Si on admet qu'il existe des limites à l'humanité de certains humains, l'histoire, pas si ancienne à l'échelle des siècles, nous a montré où cela mène tout droit. Les nazis ont commencé
par l'extermination des handicapés et des incurables. Le manque de vigueur des protestations leur a montré qu'ils pouvaient aller plus loin et ce fut la Shoah : ils ont détruit les juifs,
les tziganes, les homosexuels ... A n'en pas douter, d'autres pans de l'humanité auraient suivi, si des hommes enfin réveillés n'avaient dit "Non".
La notion d'"être humain" ne se négocie pas. Un point, c'est tout.
Mais, précisément, la défense de l'humanité demande qu'on en fasse preuve.
Nous avons tous connu des familles littéralement saccagées par la présence d'un handicapé trop lourd pour son entourage. Pas de vacances, des amis qui s'éloignent parce que c'est trop
compliqué de gérer des invitations ou des visites, les copains des enfants qui ont peur du "monstre" et le renoncement à mettre au monde d'autres enfants parce que le handicap dévore le
temps et ne laisse pas de place à d'autres. Que des parents, surtout des mères car la charge repose sur elles avant tout, ne puissent supporter une telle existence, c'est un
malheur qui mérite surtout notre compréhension et notre aide.

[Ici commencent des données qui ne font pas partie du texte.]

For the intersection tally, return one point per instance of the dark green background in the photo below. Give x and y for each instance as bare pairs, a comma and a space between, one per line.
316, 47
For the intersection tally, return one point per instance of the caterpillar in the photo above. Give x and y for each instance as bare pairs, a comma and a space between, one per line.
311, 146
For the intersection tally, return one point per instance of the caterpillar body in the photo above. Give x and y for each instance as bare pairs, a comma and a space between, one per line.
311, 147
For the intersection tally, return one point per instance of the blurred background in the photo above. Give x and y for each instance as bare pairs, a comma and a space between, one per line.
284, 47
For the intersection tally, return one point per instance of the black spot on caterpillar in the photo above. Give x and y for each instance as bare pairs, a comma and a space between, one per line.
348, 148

Mais s'ils en veulent, de l'aide, ils doivent revendiquer, insister, sans garantie de succès. La société leur accorde le moins possible, et ne leur offre rien. Même lorsqu'un
handicap est diagnostiqué à la naissance, la mère ne s'entend proposer aucune solution ; elle quitte la maternité avec une charge qu'elle devra assumer seule. A partir de ce moment, son
destin est ficelé. Elle aurait pu l'abandonner à la naissance mais tout a été fait pour qu'elle n'y pense même pas ; et dès qu'elle a commencé à le traiter comme son enfant, le piège est
refermé. Cet enfant qu'elle sera seule à subir, elle y sera définitivement attachée jusqu'à ce que mort s'en suive. Son quotidien est sans repos ; elle n'aura de soulagement momentané que
par des initiatives généreuses, hors programme. C'est ainsi qu'on rencontre parfois dans un service de pédiatrie un enfant lourdement handicapé ; il n'y est pas à sa place, il ne
reçoit aucun traitement spécifique ; mais un médecin compatissant a décidé de l'hospitaliser quelques jours pour permettre à la mère de souffler.
Parfois, c'est le drame. La mère tue son enfant qui n'est plus pour elle que désespoir.

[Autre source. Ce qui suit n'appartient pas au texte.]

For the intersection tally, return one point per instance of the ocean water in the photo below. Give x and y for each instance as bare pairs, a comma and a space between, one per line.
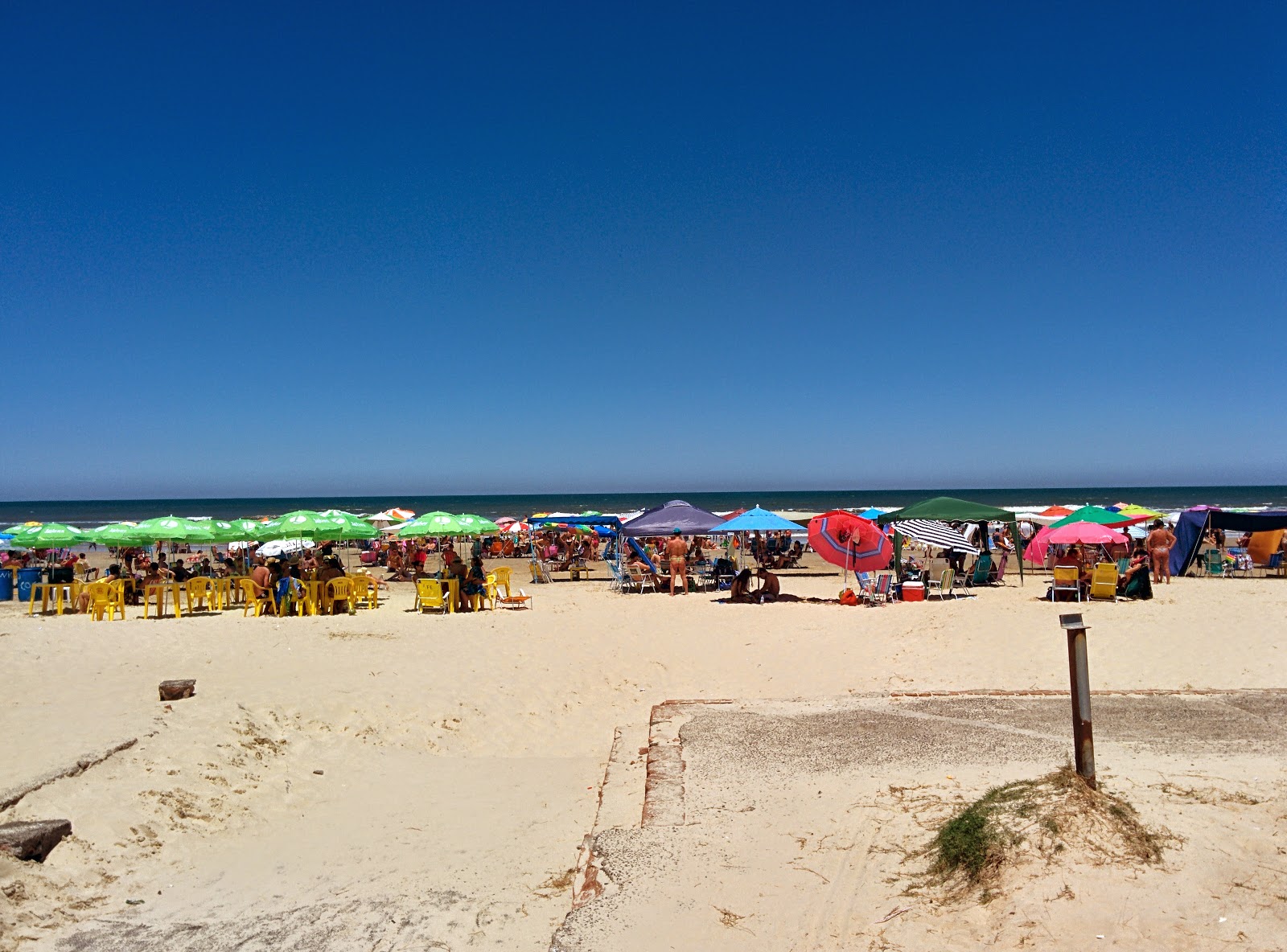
93, 512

Malgré la compréhension que cette femme nous inspire, tuer un être humain est un meurtre. Elle est coupable, elle reconnait elle-même son geste.

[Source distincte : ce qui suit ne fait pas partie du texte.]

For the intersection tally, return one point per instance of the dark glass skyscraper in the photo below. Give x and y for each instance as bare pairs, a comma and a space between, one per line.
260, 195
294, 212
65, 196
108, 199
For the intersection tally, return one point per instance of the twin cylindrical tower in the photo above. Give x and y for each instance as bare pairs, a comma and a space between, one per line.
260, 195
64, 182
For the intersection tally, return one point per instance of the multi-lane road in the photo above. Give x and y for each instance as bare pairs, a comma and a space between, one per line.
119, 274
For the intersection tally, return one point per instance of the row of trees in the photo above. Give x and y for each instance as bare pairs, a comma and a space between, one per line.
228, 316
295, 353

L'acquitement qui la dit "non coupable" n'est donc pas adapté à la situation, mais il serait inhumain et absurde d'envoyer cette femme en prison. C'est une coupable sans risque de
récidive, l'enfermement lui nuira sans l'améliorer.
Il existe un type de verdict qui me paraît convenir à ces affaires malheureuses, c'est la dispense de peine. L'accusé est reconnu coupable mais le jury considère qu'il n'est
pas nécessaire ni même utile de lui imposer une sanction pénale. Franchement, je suis étonnée que les tribunaux n'en usent pas d'avantage.
Mais il est vrai que ces affaires de meurtres relèvent des cours d'assises, jurés populaires qui risquent plus que les juges professionnels de se laisser prendre à l'émotion ambiante.
Les jurés populaires, comme le suffrage universel, sont capables du meilleur et du pire de la démocratie.
L'affaire n'est pas close, le parquet ayant fait appel de l'acquittement.
Entre torche olympique et show présidentiel, cela vaut peut-être la peine de se poser parfois des questions morales.
Qu'en pensez-vous ?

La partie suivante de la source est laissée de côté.